Allowing Rastafarian warders to wear dreadlocks would ”open the floodgates” of indiscipline, the area manager of Pollsmoor Prison, Mandla Mkabela, told the Labour Court on Friday.
He was testifying in an application by five Rastafarian warders who were dismissed in July last year after refusing to cut their hair for religious reasons.
Two of them are seeking reinstatement and damages; the other three, who have found new jobs, want monetary compensation and damages.
They say the ban on males wearing dreadlocks is discriminatory — it has not been applied to female staff — and unconstitutional.
Mkabela told the court that there had been a noticeable difference since he took over at the prison at the beginning of 2007 and insisted on full compliance with the department’s dress code.
”It has enhanced discipline and teamwork because we see ourselves as one force with one common goal,” he said.
There had also been fewer escapes, fewer incidents in the prison and fewer complaints from prisoners in the wake of the enforcement.
He said he had not allowed the dreadlocks because the only concessions for deviation from the dress code were for medical reasons.

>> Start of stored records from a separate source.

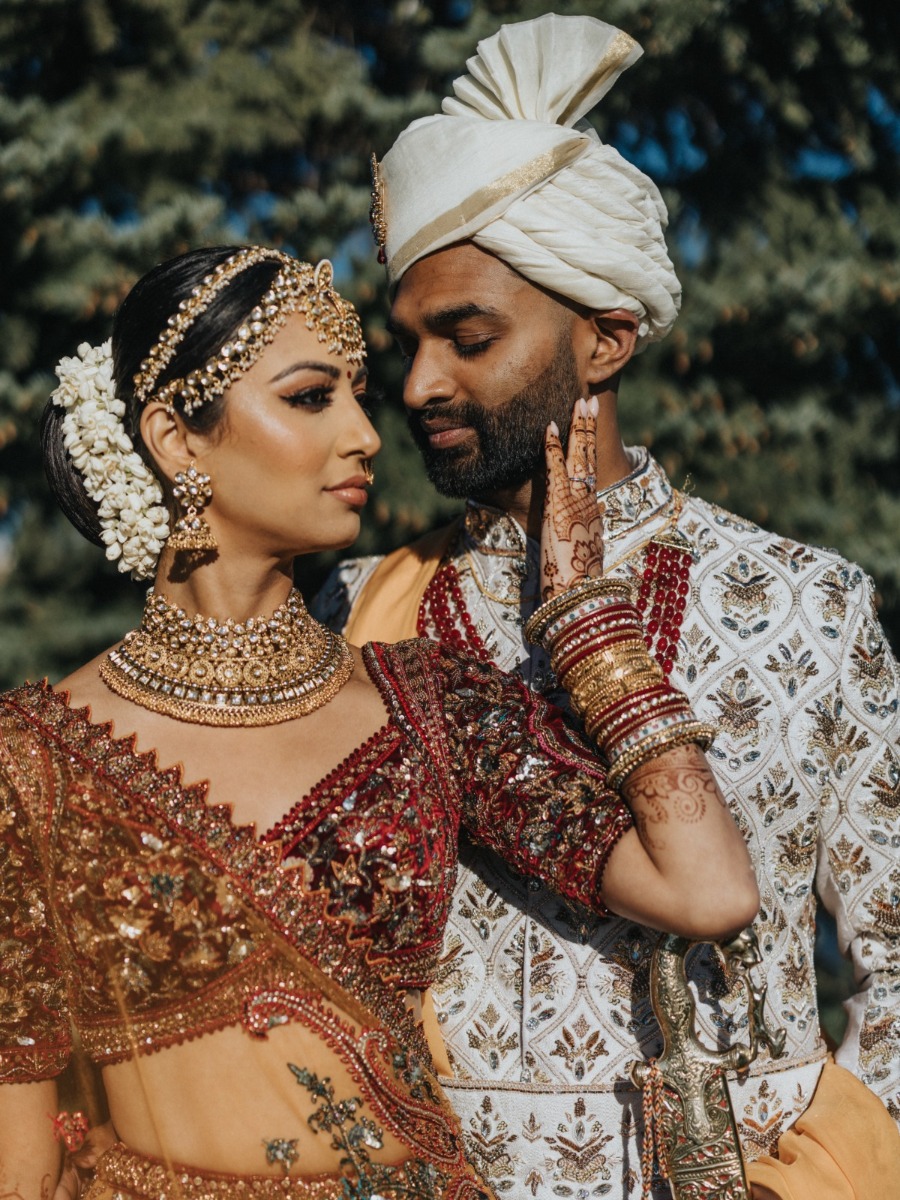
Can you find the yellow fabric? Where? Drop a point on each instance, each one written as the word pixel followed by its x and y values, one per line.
pixel 844 1147
pixel 387 609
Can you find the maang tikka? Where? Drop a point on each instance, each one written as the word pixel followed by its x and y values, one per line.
pixel 192 492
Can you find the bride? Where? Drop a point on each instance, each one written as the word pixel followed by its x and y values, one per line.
pixel 228 844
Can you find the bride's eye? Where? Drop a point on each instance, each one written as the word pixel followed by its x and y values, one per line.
pixel 310 397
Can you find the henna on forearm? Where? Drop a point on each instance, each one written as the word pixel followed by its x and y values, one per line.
pixel 677 786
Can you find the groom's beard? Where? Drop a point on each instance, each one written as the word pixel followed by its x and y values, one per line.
pixel 508 447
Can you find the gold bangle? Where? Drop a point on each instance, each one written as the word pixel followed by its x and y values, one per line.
pixel 645 751
pixel 537 624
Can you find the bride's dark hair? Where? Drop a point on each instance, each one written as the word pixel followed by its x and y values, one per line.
pixel 136 329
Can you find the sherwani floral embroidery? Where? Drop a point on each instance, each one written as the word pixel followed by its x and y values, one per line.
pixel 543 1011
pixel 145 917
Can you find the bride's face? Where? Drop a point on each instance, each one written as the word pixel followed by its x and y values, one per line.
pixel 287 463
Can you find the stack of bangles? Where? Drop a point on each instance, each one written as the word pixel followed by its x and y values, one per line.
pixel 597 648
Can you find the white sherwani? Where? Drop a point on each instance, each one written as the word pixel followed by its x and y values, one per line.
pixel 543 1014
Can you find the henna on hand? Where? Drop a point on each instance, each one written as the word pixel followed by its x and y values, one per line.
pixel 571 537
pixel 677 786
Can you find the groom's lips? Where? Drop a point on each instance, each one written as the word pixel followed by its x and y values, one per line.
pixel 443 433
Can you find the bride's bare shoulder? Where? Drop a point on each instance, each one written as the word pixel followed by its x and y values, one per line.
pixel 84 685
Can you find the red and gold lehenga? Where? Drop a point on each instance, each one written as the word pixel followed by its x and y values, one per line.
pixel 136 917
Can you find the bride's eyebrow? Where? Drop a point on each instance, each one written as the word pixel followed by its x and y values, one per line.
pixel 328 369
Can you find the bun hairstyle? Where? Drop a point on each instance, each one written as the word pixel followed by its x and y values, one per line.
pixel 137 327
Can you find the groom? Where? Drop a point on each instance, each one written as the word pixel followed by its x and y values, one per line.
pixel 529 265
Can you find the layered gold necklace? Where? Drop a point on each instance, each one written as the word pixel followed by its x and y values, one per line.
pixel 197 669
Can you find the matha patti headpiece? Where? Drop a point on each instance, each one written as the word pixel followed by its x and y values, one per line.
pixel 377 217
pixel 297 288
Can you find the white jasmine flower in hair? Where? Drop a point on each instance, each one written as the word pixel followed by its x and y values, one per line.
pixel 132 520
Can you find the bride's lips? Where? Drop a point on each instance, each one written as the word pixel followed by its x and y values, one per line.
pixel 352 491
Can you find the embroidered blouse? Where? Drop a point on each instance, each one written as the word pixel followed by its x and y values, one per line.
pixel 121 888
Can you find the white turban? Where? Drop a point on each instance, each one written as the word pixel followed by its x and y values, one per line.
pixel 507 167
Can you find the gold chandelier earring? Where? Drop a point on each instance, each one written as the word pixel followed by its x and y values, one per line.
pixel 192 493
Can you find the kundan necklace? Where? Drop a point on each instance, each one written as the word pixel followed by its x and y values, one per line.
pixel 197 669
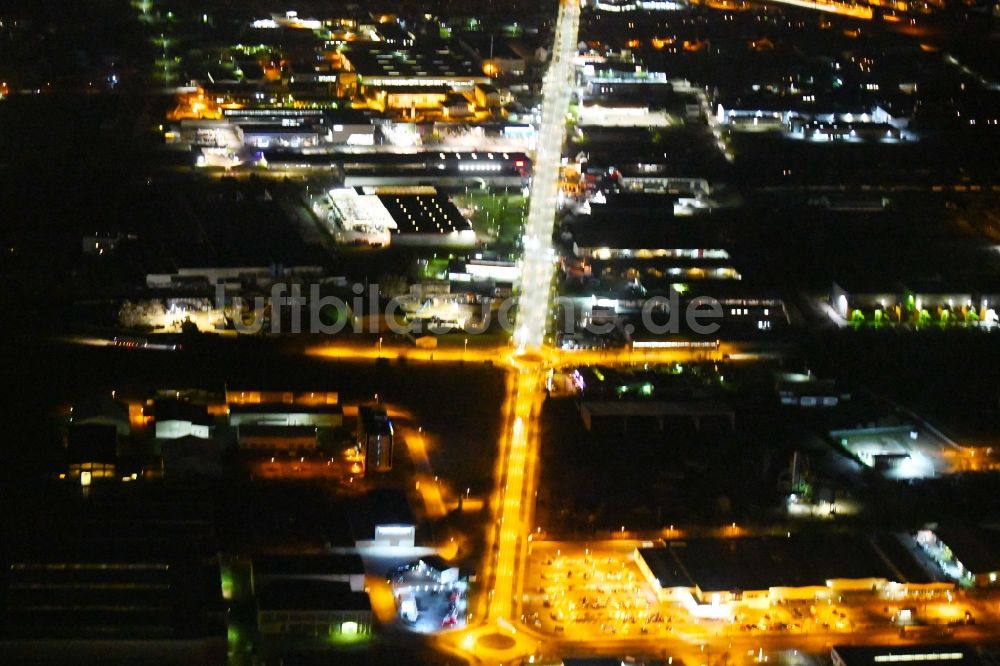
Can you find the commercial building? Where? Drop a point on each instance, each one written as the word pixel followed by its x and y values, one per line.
pixel 92 452
pixel 617 415
pixel 375 438
pixel 180 418
pixel 102 410
pixel 277 438
pixel 123 583
pixel 191 457
pixel 970 555
pixel 381 65
pixel 805 390
pixel 355 218
pixel 382 519
pixel 427 219
pixel 712 576
pixel 282 414
pixel 951 654
pixel 313 608
pixel 339 568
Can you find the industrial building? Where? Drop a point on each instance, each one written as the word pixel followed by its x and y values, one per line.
pixel 970 555
pixel 336 568
pixel 120 582
pixel 286 414
pixel 951 654
pixel 375 438
pixel 314 608
pixel 180 418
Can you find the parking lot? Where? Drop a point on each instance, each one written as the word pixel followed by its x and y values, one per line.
pixel 586 591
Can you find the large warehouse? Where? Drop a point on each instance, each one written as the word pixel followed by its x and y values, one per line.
pixel 712 575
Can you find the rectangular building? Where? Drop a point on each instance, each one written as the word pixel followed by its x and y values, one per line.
pixel 375 438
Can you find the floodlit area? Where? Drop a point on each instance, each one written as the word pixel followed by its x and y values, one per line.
pixel 576 591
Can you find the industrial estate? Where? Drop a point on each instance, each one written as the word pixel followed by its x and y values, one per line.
pixel 602 332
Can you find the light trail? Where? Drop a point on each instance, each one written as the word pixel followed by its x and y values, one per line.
pixel 534 302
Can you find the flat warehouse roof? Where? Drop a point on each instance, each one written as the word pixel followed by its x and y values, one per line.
pixel 760 563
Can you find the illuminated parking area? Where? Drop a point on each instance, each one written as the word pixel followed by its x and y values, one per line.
pixel 577 592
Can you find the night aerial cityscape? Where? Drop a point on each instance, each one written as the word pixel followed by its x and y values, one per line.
pixel 558 332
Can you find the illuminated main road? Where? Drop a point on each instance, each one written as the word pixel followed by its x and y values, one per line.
pixel 516 496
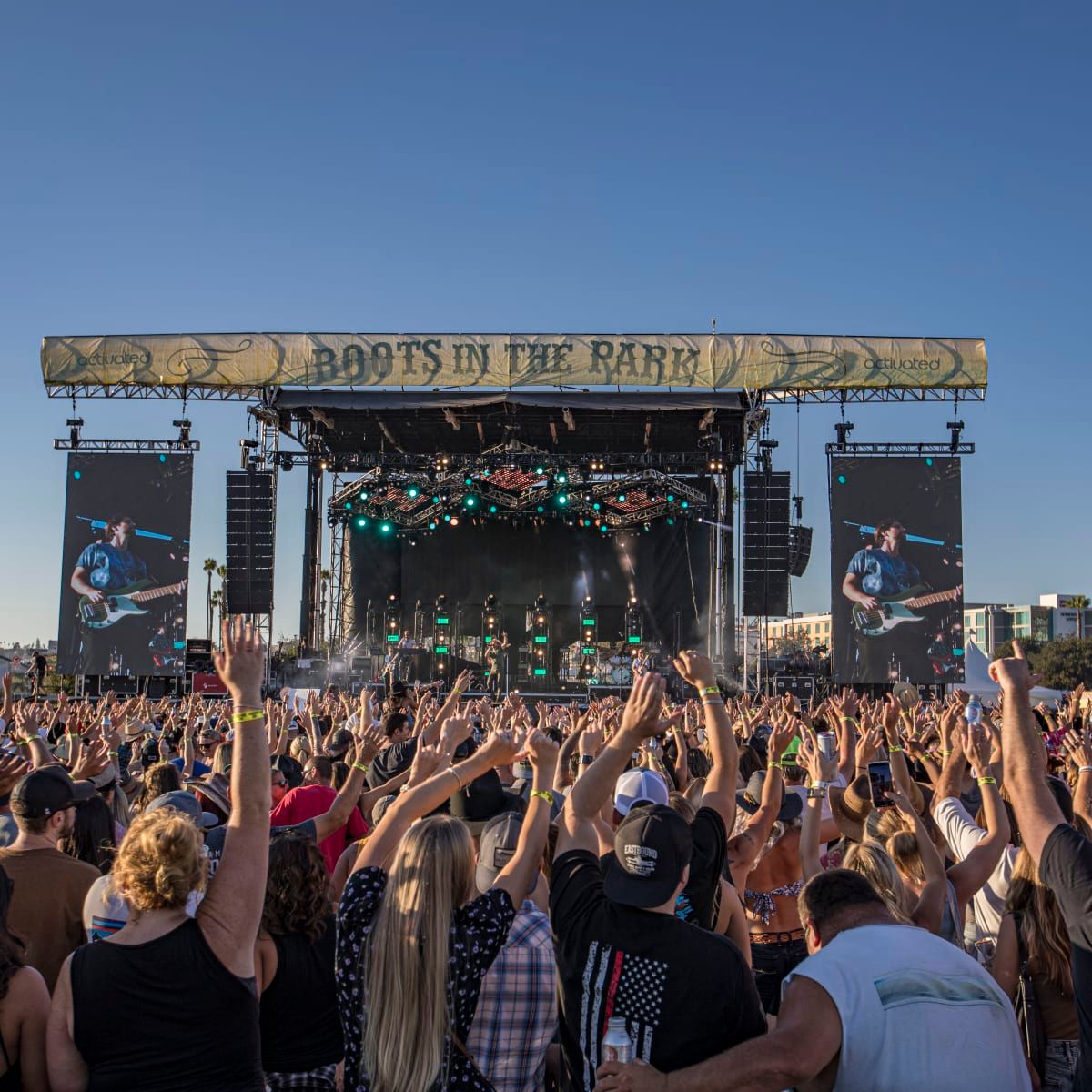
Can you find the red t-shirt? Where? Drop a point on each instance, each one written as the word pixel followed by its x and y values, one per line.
pixel 308 802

”[Granting] the request would open the floodgates,” Mkabela said. ”That means if other members come now and say they are making the same request … I have to also grant them that permission, and at the end of the day there won’t be a uniform at all.”
Staff of the department belonged to various cultures and religions, and if it made concessions for one or two of them, it would have to do so for all.
Asked by advocate Ashton Schippers, for the department, to comment on the warders’ claim that the dismissals constituted unfair discrimination, he said: ”That is not unfair discrimination because this dress code applies across [the board]; it doesn’t apply to a certain group of individuals.”
He said his information was that the dismissal had been procedurally fair.